After the NIRP fiasco, there haven’t been as many calls in the mainstream for more Bank of Japan action (though there will always be some). Instead, the tide is slowly shifting back to the fiscal side just as I suggested in late 2014.
I suppose if the distance between these bouts of actual awareness is long enough, we could sadly be in for interchangeable failures of different pieces of statist intervention. We started with Keynesian government “stimulus” that relented to purely monetary “stimulus” and now seem to be heading back toward government spending once more. Once that inevitably fails, “they” will probably resurrect “Friedman” to replace “Keynes”, this time with the “right amount” of monetarism (rereading Chapter 11 in A Monetary History probably). And so it will go back and forth with nary a reference to the actual economy until the entire globe is encompassed in fullblown Japanification for a quarter century or more.
Amid a politically eventful year, calls are growing within the government and ruling parties to compile stimulus steps to gird the flagging economy ahead of a key summit and the Upper House election.
Though doing so would go against the nation’s efforts to heal itself fiscally, a pledge by Group of 20 economies to “use fiscal policy flexibly” is likely to be cited in support of stimulus at a time when global growth is weighed down by recent market turmoil…
As Japan holds the rotating presidency of the G-7 this year, it “would like to contribute to the sustainable and robust growth of the world economy,” the prime minister said Tuesday, heightening the view that the government is eyeing fiscal spending to shore up the world’s third-largest economy.

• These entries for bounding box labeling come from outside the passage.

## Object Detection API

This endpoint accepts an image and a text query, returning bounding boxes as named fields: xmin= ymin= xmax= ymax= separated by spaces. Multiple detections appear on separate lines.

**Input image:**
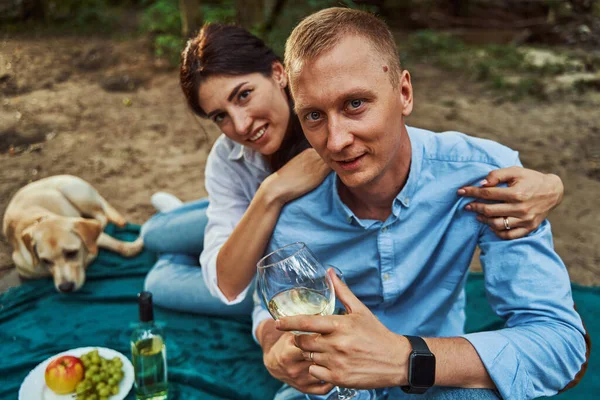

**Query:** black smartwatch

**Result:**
xmin=400 ymin=335 xmax=435 ymax=394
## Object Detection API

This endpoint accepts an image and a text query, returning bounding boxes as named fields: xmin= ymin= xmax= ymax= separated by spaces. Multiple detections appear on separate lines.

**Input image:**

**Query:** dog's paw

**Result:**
xmin=121 ymin=236 xmax=144 ymax=257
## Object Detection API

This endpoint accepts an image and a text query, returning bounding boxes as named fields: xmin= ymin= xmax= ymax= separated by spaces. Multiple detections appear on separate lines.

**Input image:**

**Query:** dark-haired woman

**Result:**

Once that inevitably fails, and after a long enough period of continued ineffectiveness, the Bank of Japan will probably be tasked to once again move to the forefront and proclaim necessity to do something – as if all the continued QE’s of today, by then far in the past, never happened. There is one commonality to the mainstream consciousness of “stimulus” both fiscal and monetary; it has no memory. That is why the solution to all this global mess will not be decided by some DSGE model update or inside the current halls of whatever Treasury Department or Finance ministry. The answer is purely political at (hopefully) the voting booth that does contain the historical record of everything that didn’t work and was, in the end, very harmful and impoverishing; and that was everything.